Would you choose a mate based on his or her religion? Age or ethnicity? Affinity for golf?
Peder Sahlin, CFO of online dating firm Avalanche, is betting that you would. Avalanche owns 20 matchmaking websites, including ones for Latin, Jewish, Christian, gay, senior, and golf-playing singles. The company will soon launch four more. Sahlin, a former CFO at Premier Capital Investors and controller at MCSi, says Avalanche thrives on catering to niches. It owns two broader dating sites, but it uses them to drive growth in more targeted markets, where there is less competition from “600-pound gorillas” like Match.com, Sahlin says.
Peder Sahlin, CFO, Avalanche
You might say Avalanche’s growth is only limited by the imagination of the company’s founders. Adding on new sites is easier than starting a new company, since the firm already has the accounting and e-commerce infrastructure in place, doesn’t have to add a lot of staff, and already has relationships with banks, Sahlin says. But Avalanche does face unique challenges to securing financing.
CFO recently spoke with Sahlin about how he manages growth at an unconventional company like Avalanche. The conversation, edited for clarity, follows.
How fast are you growing?
When I started with the company, we had one online dating site. Today we have around 20, and we’re adding four to six sites a year. We have some broad, core sites, like Date.com and Matchmaker.com, that allow us to get the smaller ones going. We let them generate cash, and then we get organic money instead of having to go to the market. But we’re moving away from the broader market to more specific niches, like golfing, religions or strong ethnic ties.
Why do you focus on the niche dating sites? And is there a point where they may get too specific?
There’s much more potential for us in niche markets than in broader dating sites, which would compete directly with Match.com. Of course, a site can get too specific, but we find sometimes that the very specific ones work well. Golfmates.com surprised a lot of us; we purchased the company and within a couple of months sales grew by 10 times. You can also get into things like spiritualism — people who are into yoga or meditation, for example. Another dating site is Mature Singles Click. The senior market is booming; they have a lot of disposable cash, and most of them are computer savvy.
It’s interesting that you have seen so much growth in the golf dating site. Maybe for some people golf is their religion or their orientation.
I’m not a golfer, but a lot of my family is. And to them, it’s almost like a religion. They live, eat, and breathe it, and I couldn’t care less. But then again, I’m a sailor; I like sailboats. That’s a different lifestyle.
Tell me more about the competition from the larger companies in the broader markets. You’re referring to competition for ad position in Google AdWords, right?
Exactly. Google works on an auction basis, and for a search term such as matchmaker.com, which is our trademark, someone will bid $5 cost per click. No one in our industry can make money at that cost. So we let our competitors take better search positions for our trademarks. We know that they lose money on [those] activities, and we cannot compete based on the ability to outspend them. This is very similar to a margin squeeze in manufacturing, where you have to buy raw materials from the same group of companies that you are competing with in selling your finished goods.

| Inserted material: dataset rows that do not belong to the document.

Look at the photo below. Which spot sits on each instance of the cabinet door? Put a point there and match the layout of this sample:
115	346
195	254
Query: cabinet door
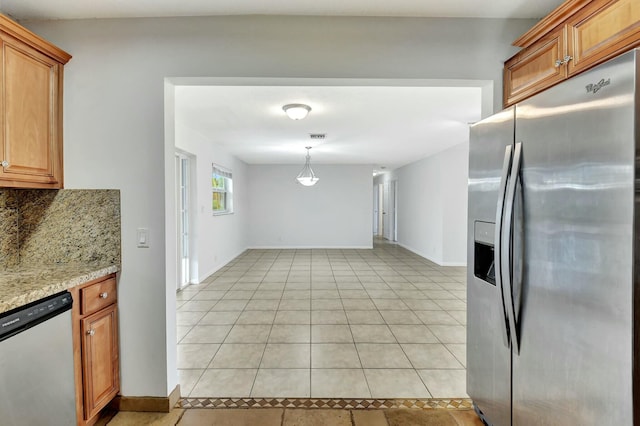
599	32
30	140
535	68
99	359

What are the challenges to getting financing at an Internet dating company?
I don’t have receivables, I don’t have inventory. I have probably five million or six million dollars in fair market value of domain names. But that’s an intangible, and it’s hard to go out and borrow money [against] it. If I were manufacturing something, I’d have capital equipment, receivables and finished goods, and I might have buildings and land. In this world, besides the domain names, all I have is a cash-flow stream, and I have to borrow against that. That doesn’t mean I can’t buy capital equipment. If I want to buy a rack of computers, I can get the financing as long as I put up the computers that I’m buying to secure the loan.
As CFO, do you get involved in acquisition decisions?
I look at the risks and the numbers. I make sure that what [a target] tells us they generate is what they’re generating if we’re going to buy it. Or if we’re buying a domain name, that makes some amount of sense. Usually, as the CFO, you are the conservative, rational voice in a sometimes irrational world — especially at a highly entrepreneurial Internet company.